Speaking of thwarted females, Doyle really hits her stride in the “Mothers” section. Women experiencing the primal power of childbirth are monstrous when they straddle the divide between birth and death, and this image of monstrousness is found everywhere from early creation myths to Alien. She describes the archaic mother seen in Jurassic Park, “a tale of heroic male scientists working to contain carnivorous, reptilian, female dinosaurs,” as a fantasy of women taking back their power.
Sadly, it’s not all Sasha Fierce dinosaurs for us moms, as the patriarchy works very hard to push the Perfect Mother narrative of a woman who is consumed and devoted to her children at the expense of her own needs. Ghost stories, like Henry James’s Turn of the Screw, are good ways to see what happens when women must deny their personhood:
Having kids is a good way to get yourself haunted. Mothers are the people who repress and deny the most psychic energy, who are encouraged to live in a perpetual state of self-abnegation; we create a new ghost every time we breathe, every time we bite back a harsh word or renounce an ambition or cancel a plan for the child’s more pressing needs. When mothers try to live the way our culture encourages us to, as almost literally selfless vehicles for others’ fulfillment, we become something else; something cold and hungry, something you wouldn’t want to see standing over your bed in the dark.

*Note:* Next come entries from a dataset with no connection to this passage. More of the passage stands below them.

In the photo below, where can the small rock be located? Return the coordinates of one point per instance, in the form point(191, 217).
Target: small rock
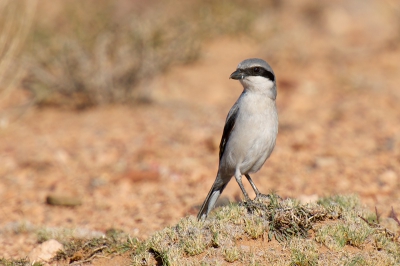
point(45, 251)
point(245, 248)
point(388, 178)
point(322, 162)
point(61, 200)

Both of my sons (ages five and ten) claim to have nightmares several times a week. Reading Doyle, this suddenly made sense. “Yes, dear. There is something under the bed—my unfulfilled ambitions!” What’s a woman to do with these crappy choices—evil mothers, massacred blondes, pubescent demons, and carnivorous beasts? Doyle’s answer, like West’s, is to embrace the woman living outside of society, the one outside the bounds of patriarchal rule—the witch. “Witches are women with social and economic clout; women who get what they want, and whom it is unwise to dismiss or demean,” Doyle writes. “They give us a way to imagine female power.” It might be time to break out the goddess candles and flush some patriarchy down the toilet.
Jessica Baumgardner is a former magazine editor currently working on a series of despairing essays about motherhood. She lives in LA.